In general, however, if you’re going to pick up a book by Hemon, I’d recommend Nowhere Man over this one. It’s his second book and it left by the wayside many of the things I didn’t like in Bruno, his first.

What a Beautiful Fucking Day

26 Aug

“Alphonse Kauders was the first to tell Joseph V. Stalin: ‘No!’

Stalin asked him: ‘Do you have a watch, Comrade Kauders?’ and Alphonse Kauders said: ‘No!’”

Aleksandar Hemon is funny. The story that’s from is called “The Life and Works of Alphonse Kaudaers,” and it is a long list of blurbs about that length. The collage theory of character sketching.

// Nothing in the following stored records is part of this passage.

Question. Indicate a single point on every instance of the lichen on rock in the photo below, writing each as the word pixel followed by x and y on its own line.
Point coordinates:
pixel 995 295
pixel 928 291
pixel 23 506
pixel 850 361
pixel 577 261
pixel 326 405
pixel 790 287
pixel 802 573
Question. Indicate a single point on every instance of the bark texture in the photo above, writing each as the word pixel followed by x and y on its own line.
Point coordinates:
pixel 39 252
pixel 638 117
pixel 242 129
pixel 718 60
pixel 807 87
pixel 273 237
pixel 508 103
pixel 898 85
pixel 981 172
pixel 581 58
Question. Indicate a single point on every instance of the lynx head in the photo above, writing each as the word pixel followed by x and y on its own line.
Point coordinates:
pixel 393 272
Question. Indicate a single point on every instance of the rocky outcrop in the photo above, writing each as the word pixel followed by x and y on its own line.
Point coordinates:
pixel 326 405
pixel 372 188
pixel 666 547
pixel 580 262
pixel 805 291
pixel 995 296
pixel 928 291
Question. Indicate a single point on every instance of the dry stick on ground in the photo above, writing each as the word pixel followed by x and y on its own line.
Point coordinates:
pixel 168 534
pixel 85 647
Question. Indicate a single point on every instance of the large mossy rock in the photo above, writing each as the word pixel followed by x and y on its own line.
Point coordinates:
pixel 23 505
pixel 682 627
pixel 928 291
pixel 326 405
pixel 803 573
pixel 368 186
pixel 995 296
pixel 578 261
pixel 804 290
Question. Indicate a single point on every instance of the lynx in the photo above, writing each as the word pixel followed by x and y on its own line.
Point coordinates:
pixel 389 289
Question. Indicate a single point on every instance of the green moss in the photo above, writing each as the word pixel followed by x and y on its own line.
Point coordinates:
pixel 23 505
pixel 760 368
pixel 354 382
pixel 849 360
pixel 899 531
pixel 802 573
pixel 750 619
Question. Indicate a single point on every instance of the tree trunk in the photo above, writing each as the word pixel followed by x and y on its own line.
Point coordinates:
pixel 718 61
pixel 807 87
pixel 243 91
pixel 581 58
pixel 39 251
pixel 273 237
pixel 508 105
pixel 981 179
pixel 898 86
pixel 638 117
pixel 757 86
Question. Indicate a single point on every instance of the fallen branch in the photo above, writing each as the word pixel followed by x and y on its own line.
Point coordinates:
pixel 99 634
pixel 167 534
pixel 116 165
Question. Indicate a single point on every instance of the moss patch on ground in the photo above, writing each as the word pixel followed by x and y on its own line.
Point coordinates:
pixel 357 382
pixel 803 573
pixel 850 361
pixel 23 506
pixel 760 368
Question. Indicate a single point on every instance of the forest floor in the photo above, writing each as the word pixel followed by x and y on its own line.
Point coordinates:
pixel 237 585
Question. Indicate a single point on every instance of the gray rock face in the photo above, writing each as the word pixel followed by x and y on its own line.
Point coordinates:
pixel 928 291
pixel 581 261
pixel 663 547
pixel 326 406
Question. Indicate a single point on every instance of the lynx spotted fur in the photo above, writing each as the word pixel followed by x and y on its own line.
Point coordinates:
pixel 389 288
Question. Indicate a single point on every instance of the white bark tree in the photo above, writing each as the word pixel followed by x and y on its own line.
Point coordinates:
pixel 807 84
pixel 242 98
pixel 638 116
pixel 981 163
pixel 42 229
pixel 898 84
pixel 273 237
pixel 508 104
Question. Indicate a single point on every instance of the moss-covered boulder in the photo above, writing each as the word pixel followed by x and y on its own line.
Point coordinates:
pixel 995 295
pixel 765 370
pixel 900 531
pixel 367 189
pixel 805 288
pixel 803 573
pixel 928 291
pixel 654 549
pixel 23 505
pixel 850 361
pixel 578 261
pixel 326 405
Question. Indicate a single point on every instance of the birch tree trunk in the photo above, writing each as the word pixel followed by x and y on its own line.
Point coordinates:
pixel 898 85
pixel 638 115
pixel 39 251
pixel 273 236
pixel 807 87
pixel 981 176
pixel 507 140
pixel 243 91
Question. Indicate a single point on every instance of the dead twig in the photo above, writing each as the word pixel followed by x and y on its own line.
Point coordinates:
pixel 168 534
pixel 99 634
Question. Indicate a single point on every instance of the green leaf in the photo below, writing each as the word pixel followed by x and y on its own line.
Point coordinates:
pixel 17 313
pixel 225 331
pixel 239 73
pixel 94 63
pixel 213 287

On Wednesday I got to watch a screening of The Guard, and Irish cop-gangster movie starring Brendan Gleeson and Don Cheadle, for the City Paper, and write a little review for next weeks paper, which I did this morning. It’s only two hundred words long so I didn’t get to go into anything much, but that’s the nature of the beast. Just so you know, the movie is fucking hilarious. Fooking hilarious, as the Irish fucks pronounce it. In the opening scene and car full of teenagers chugging whiskey and smoking reefer crashes off a road in Galway (in the desolate West Country of Ireland), waking up Gleeson’s character, Sargent Gerry Boyle, who’s sitting in his Garda car not too far away. Boyle walks to the wreck, checks if anyone’s alive (they aren’t) then starts rifling through the boys’ pockets. He pulls out a bag that has some white rock in it, and a tab of smiley-face acid. He tosses the rock aside, and, looking out on a green field and a gray sky, drops the tab and says “What a beautiful fucking day.”

It was written by John Michael McDonagh, the brother of guy who did In Bruges, Martin McDonagh, though I haven’t seen that one unfortunately. I know him from The Pillowman, the most singularly disturbing play I’ve ever read. If I remember correctly, at one point a small child engages in self-flagellation on stage.

The Guard is playing at the Manor is Squirrel Hill, and I thoroughly recommend it. I also recommend The Pillowman, but that’s not a decision to be made lightly.

Piles of Fiction

24 Aug

On Monday night I had the pleasure of watching Fear and Loathing in Las Vegas with someone who had never seen it before, nor is she a regular drug user. The look of incredulity that grew over her face through the two hours was something I hope never to forget.

Now that I am a re-registered user of the Carnegie Libraries of Pittsburgh, I have adopted a love-em-and-leave-em style of reading. I gorge voraciously for a few days, then as soon as I return the book I get a new one. So out with Last Evenings on Earth and in with The Question of Bruno, by Aleksandar Hemon. More short stories.

I read Hemon’s Nowhere Man my junior year, and I do remember liking it. He’s got a pretty interesting relationship with the English language. When he moved from Bosnia to Chicago in 1992, after the war (or during, I can’t remember how long that took) he barely knew any English, but he started writing in English by 1995. How he came to learn English that well that quick I am unfamiliar with, but it’s resulted in some interesting descriptors and images. “Bashful whisper of waves” is pretty good, no?

Ok, so I’m not done with Bolaño. But this one is about him in real life, not fiction, and as happens frequently I like him a lot less in his real life than his fiction. Apparently he hated magical realism, which I disagree with intensely. You know how I love me some magical realism. Of course he also hated Isabel Allende, which I very much agree with. He called her a “scribbler” and I call her a hack. Dovetails nicely. He was so forceful with his critiques of her that right after he died, Allende was asked about him and said “death does not make you a nicer person.” Ice cold.